Ancak Hizbullah, Lübnan devletinin bankacılık sektörüne ve resmi kurumlarına tabi olmayan, kendine özel bir sistem aracılığıyla bu yaptırımlara ve birden fazla tarafın uyguladığı finansal ablukaya adapte olunmuş durumda. Hareket, ekonomik koşullardan ve devam eden finansal çöküşten sorumlu tutululmasına rağmen çok sayıda kişi artan halk öfkesinin Hizbullah’ı sindiremeyeceği görüşünde. Bu öfke, birçok tarafın doğrudan suçlamalarıyla da doruk noktasına ulaştı. Son suçlama ise Fransa Cumhurbaşkanı Emmanuel Macron’dan gelmişti.

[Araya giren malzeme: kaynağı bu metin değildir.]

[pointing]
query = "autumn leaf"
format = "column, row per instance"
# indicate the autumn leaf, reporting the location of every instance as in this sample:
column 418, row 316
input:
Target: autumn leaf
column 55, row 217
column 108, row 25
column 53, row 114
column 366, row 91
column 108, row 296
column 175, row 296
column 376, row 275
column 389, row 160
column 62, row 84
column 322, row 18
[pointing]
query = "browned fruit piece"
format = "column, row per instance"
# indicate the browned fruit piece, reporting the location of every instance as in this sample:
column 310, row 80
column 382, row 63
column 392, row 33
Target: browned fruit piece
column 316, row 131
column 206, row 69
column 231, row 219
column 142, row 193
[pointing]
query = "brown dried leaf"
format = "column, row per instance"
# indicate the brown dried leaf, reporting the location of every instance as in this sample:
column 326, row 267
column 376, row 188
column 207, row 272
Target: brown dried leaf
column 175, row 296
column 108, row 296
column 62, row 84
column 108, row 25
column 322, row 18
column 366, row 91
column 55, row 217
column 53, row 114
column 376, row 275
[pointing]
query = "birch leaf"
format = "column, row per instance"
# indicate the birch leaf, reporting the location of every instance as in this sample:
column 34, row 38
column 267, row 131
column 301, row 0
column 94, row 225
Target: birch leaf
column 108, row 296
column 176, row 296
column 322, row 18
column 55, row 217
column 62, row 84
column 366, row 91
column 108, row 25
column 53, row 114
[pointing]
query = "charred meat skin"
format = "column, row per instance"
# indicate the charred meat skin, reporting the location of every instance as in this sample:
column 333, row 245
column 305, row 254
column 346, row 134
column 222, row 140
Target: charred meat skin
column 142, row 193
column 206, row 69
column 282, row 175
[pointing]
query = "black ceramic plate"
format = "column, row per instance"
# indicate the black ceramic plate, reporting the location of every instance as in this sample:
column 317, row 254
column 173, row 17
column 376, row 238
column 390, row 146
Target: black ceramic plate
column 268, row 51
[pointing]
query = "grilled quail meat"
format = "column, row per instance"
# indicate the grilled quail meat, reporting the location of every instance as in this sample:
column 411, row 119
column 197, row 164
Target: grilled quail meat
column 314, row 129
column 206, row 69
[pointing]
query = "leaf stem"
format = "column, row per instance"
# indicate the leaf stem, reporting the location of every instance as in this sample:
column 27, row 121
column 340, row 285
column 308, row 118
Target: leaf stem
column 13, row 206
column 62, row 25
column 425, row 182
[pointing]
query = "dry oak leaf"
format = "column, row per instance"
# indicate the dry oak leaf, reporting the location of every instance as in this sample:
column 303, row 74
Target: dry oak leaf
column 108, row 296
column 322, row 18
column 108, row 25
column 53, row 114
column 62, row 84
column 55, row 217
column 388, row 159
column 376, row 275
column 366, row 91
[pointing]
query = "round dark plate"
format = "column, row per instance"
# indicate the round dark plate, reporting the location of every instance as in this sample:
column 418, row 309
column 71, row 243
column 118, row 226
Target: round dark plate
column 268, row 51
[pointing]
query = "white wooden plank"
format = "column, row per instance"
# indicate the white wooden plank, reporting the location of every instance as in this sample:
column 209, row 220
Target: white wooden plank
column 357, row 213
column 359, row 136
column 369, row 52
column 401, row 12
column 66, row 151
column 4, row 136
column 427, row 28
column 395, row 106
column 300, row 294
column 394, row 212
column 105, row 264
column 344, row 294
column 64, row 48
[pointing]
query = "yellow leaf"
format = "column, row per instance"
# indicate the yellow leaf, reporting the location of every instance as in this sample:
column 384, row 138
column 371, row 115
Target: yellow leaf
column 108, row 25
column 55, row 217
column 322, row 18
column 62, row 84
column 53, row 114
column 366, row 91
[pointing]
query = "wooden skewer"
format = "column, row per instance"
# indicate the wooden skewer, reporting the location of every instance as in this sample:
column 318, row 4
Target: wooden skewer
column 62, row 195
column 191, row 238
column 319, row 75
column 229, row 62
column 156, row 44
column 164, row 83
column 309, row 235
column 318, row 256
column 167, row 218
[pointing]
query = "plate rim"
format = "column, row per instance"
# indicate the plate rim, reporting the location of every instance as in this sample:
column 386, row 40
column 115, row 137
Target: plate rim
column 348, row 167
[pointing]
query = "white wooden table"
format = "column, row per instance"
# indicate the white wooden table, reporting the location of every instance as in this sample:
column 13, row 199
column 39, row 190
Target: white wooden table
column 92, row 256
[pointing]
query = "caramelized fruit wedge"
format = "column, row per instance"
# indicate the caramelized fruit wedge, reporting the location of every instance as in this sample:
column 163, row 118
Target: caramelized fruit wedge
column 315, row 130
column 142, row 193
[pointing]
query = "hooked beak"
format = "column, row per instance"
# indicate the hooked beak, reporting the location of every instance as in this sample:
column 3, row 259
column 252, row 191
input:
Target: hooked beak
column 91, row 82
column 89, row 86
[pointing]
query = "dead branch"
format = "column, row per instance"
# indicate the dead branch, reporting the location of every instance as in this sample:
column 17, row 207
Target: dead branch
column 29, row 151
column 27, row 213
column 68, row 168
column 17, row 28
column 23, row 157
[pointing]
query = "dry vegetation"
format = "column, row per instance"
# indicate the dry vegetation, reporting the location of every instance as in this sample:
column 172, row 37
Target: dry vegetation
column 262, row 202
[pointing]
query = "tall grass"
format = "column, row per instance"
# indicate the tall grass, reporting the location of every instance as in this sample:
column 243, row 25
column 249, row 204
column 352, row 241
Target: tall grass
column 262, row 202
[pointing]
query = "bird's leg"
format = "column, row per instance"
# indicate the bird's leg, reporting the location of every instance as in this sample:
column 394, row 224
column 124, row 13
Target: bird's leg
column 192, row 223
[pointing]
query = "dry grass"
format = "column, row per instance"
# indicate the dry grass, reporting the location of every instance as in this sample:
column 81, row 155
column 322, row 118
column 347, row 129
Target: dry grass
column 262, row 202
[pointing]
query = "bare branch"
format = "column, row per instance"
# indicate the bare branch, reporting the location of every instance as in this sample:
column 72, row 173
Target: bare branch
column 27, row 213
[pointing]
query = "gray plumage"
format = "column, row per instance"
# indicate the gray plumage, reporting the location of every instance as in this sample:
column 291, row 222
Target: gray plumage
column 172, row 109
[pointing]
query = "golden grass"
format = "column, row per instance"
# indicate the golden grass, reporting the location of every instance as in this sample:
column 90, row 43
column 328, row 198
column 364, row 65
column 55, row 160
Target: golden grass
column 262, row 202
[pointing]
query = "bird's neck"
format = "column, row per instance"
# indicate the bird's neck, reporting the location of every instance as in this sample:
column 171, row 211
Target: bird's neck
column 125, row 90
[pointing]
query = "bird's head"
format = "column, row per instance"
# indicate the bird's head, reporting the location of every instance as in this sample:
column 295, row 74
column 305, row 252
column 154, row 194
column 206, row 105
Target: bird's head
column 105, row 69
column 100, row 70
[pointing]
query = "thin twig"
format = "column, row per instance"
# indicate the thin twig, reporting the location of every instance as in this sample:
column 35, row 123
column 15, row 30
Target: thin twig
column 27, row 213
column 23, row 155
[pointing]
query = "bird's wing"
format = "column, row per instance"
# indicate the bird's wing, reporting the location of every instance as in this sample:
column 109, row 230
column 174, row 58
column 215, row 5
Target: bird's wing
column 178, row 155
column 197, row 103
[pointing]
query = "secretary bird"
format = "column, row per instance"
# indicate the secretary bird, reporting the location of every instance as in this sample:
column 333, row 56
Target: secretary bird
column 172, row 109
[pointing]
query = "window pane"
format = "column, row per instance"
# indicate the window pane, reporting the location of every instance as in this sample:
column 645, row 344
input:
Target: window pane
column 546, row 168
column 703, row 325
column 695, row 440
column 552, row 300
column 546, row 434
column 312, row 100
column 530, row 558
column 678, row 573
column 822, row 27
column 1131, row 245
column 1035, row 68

Müttefik çevrelerde, özellikle Fransız girişimi yoluyla ülkeyi darboğazdan çıkarmak üzere yapılan son çabaları alt üst ederek, Hizbullah ve Temsilciler Meclisi Başkanı Nebih Berri’nin Maliye Bakanlığı pozisyonuna bağlılığı sonucunda istifa etme kararı alan Edib’in görevini engellemekten sorumlu tutulan, Cibran Basil liderliğindeki Özgür Yurtsever Hareket çevrelerinde bile sesler yükselmeye başladı. Yurtsever Hareket liderleri, özel konseylerde Hizbullah’ın, Tahran’ın ABD başkanlık seçimlerinden önce Washington lehine herhangi bir taviz verme isteksizliğine boyun eğme konusunu tartışıyor.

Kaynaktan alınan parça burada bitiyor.